ショートプログラム(SP)1位から、フリーでも1位の123・22点、合計187・58点で完全優勝した。

「本当にいま自分がどのくらい成長できてて、というのが実感できてなかったんですけど、ブロックで完璧な演技で120点くらいかなと。ちょっとミスがあってもこのくらいの点数を出せるのは自信につながりました。完璧な演技をしたいので悔しさはあるんですけど、いい自信になりました」。

前半のジャンプは予定通りに決めていったが、後半にループが抜けて1回転になった。先に立つのはその悔しさだが、同時に大きな収穫もあった。「レミゼラブル」の演目で3つのスピンは全てレベル4を獲得し、取り組んできたつなぎの部分でも丁寧な滑りを披露した。

全国高校スケート選手権の女子で3年連続表彰台の実績を持つ。福岡市唯一の常設リンク、パピオアイスアリーナで育ったが、昨年から営業が停止され、存続できるかどうか不透明になった。

「(閉鎖中は)3つのリンクを転々としていました。朝早い練習、夜遅い練習などで、家から近くないので」。

拠点を失い、確保できる練習時間にも制約があり、移動時間も一苦労だった。

「私だけではなく、親も苦労して送り迎えをしてくれて、感謝しないといけない1年でした」

ちょうど大学進学を考える時期。再び中庭健介コーチに師事し、千葉・南船橋のMFアカデミーを拠点に活動することを決めた。明大への入学も決まり、新たな環境に身を置いた。

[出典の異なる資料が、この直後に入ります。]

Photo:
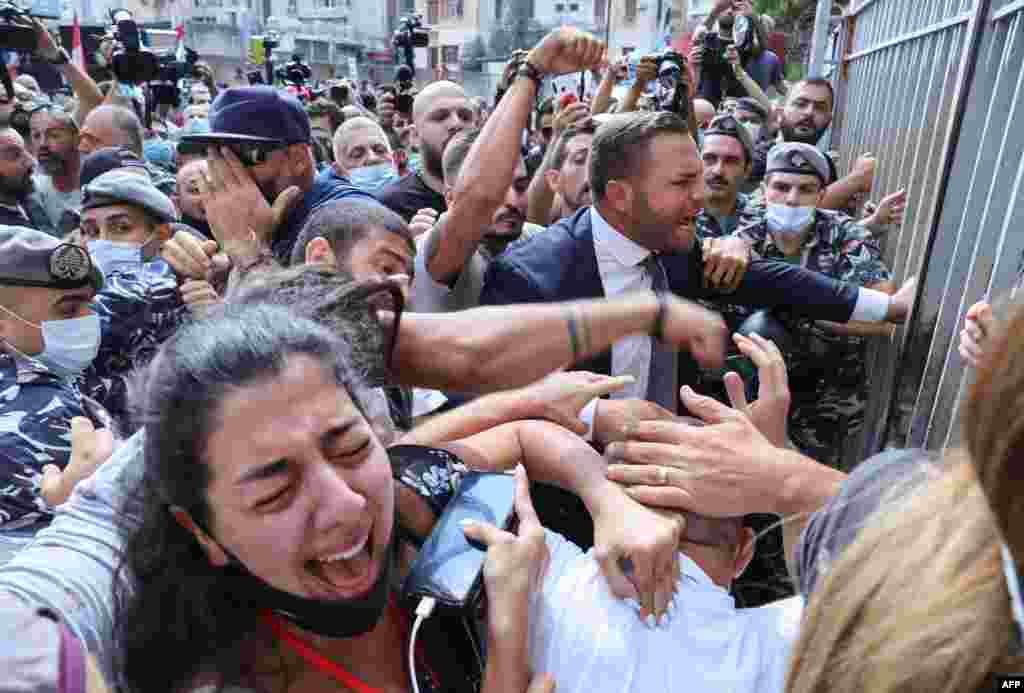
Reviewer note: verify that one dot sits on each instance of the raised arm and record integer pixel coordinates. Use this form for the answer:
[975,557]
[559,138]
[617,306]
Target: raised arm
[602,99]
[489,167]
[81,84]
[622,527]
[541,196]
[500,347]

このほど、行政の支援も受け、パピオアイスアリーナの再開が決まった。

「去年閉まっている間は、いろんな話を聞きました。現実的じゃないとも聞いていたので、本当に素直に、1年間、こうやって私も他の福岡のみんなも苦労していたので、本当にうれしかったですね」。

優しくほほ笑んだ。育ての地への感謝も忘れない。

「自分の中でまだ優勝できるレベルではないと感じてしまっている部分あり、あまり自分を低く見るのは良くないかなと思っているんですが、1位になれて自信がついた。もうちょっと自分を高い目標を持とうかなと感じました」。